In November 1959, the Slava was joined by a new fleet led by the Sovetskaya Ukraina,
the largest whaling factory ship the world had ever seen. By now the
harpooners—talented marksmen whose work demanded the dead-eyed calm of a
sniper—were killing whales faster than the factory ships could process
them. Sometimes the carcasses would drift alongside the ships until the
meat spoiled, and the flensers would simply strip them of the blubber—a
whaler on another fleet likened the process to peeling a banana—and
heave the rest back into the sea.
The Soviet fleets killed almost 13,000 humpback whales in the 1959-60 season and nearly as many the next, when the Slava and Sovetskaya Ukraina were joined by a third factory ship, the Yuriy Dolgorukiy.
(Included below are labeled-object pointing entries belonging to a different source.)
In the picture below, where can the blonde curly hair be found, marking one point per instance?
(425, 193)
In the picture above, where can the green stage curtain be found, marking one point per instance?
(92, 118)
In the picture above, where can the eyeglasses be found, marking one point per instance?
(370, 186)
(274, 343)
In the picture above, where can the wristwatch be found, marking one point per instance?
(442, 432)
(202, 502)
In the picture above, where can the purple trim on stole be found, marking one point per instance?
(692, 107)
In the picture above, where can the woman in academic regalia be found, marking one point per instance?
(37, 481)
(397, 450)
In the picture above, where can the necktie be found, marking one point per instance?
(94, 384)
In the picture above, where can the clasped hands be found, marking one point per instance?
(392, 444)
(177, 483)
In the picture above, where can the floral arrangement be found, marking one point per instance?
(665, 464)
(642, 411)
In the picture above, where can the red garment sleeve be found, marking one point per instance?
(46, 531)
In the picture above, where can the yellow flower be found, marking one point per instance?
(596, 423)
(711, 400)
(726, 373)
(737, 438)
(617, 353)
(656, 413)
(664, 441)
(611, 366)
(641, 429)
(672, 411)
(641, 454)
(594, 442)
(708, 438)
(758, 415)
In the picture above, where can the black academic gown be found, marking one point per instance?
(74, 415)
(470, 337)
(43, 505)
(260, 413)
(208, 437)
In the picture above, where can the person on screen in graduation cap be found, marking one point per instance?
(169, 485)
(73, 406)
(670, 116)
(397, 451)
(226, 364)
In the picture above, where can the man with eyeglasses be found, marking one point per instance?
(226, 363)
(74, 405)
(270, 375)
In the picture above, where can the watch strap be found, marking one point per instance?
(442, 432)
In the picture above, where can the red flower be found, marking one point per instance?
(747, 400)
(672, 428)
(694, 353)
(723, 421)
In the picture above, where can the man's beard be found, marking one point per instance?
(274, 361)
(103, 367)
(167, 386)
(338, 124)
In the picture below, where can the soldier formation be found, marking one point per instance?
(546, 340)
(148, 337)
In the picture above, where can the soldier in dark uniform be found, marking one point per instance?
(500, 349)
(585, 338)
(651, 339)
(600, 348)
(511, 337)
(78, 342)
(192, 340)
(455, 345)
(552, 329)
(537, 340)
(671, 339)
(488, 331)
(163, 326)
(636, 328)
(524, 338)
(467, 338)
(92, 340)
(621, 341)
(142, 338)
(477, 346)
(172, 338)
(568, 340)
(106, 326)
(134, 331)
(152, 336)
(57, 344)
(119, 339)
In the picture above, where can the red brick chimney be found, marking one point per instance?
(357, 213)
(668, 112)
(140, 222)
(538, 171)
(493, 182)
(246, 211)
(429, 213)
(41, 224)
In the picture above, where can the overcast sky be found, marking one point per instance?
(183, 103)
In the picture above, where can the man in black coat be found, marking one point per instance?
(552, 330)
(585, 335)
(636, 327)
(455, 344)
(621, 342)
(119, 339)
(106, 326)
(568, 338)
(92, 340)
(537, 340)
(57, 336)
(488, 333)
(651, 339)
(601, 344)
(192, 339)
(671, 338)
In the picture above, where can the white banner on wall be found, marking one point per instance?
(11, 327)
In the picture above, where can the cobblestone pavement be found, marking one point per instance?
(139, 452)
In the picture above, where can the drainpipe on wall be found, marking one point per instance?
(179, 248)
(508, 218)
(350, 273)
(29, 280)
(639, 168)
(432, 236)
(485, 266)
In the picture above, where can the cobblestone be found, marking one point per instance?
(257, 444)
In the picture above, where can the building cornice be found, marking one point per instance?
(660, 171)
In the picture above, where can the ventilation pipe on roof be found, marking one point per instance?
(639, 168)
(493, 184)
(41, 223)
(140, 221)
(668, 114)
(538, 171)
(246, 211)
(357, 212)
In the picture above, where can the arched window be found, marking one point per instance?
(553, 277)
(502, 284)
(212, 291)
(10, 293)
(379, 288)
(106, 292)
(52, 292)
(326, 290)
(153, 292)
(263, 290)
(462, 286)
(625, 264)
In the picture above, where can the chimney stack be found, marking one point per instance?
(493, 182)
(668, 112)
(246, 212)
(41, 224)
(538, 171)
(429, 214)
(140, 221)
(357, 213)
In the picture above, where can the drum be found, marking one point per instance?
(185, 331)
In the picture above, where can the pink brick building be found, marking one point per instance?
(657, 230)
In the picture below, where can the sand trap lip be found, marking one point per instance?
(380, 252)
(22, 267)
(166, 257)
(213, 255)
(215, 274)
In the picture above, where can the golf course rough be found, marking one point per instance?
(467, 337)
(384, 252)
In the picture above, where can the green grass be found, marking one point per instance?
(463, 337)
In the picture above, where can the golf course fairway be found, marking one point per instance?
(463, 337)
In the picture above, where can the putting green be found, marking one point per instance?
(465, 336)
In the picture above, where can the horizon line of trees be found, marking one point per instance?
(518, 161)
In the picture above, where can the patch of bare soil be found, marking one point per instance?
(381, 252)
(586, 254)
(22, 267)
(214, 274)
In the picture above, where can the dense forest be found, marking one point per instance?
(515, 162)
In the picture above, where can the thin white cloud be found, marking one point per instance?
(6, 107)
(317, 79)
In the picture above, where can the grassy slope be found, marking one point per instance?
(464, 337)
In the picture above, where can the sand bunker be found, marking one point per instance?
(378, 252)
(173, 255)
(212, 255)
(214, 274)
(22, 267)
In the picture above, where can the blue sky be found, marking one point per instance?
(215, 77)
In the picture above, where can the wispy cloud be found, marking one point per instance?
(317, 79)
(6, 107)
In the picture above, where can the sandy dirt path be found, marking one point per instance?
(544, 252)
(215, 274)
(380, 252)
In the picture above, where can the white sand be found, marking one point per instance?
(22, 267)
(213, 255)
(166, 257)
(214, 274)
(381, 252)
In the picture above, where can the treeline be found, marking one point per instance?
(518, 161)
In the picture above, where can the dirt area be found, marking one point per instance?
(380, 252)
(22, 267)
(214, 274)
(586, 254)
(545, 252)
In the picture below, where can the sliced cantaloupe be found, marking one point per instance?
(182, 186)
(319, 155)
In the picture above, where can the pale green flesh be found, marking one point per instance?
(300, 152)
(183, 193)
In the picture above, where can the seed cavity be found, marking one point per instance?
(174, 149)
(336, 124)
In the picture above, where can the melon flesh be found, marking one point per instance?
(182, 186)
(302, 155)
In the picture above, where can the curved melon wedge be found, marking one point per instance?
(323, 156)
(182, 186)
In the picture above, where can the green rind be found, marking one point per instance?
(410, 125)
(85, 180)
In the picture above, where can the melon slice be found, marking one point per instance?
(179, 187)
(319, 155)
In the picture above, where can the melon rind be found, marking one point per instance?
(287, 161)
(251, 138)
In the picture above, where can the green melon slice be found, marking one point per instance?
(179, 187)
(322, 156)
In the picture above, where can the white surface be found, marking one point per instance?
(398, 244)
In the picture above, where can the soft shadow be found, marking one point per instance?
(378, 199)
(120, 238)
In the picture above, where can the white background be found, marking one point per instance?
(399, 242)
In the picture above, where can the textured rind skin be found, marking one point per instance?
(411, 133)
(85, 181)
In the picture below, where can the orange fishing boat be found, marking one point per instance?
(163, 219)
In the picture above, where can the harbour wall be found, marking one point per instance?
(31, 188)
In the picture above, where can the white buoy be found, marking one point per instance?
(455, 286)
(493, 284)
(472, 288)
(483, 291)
It was grueling work: One former whaler, writing years later in a
Moscow newspaper, claimed that five or six Soviet crewmen died on the
Southern Hemisphere expeditions each year, and that a comparable number
went mad.
Over the years, it is estimated the Soviet whaling fleet killed 180,000 whales, even though the Soviets had no real uses for the whale meat. So why did they kill them? To meet numbers:
The Soviet whalers, Berzin wrote, had been sent forth to kill whales for
little reason other than to say they had killed them. They were
motivated by an obligation to satisfy obscure line items in the
five-year plans that drove the Soviet economy, which had been set with
little regard for the Soviet Union’s actual demand for whale products.
“Whalers knew that no matter what, the plan must be met!” Berzin wrote.
The Sovetskaya Rossiya seemed to contain in microcosm
everything Berzin believed to be wrong about the Soviet system: its
irrationality, its brutality, its inclination toward crime.
That is insane.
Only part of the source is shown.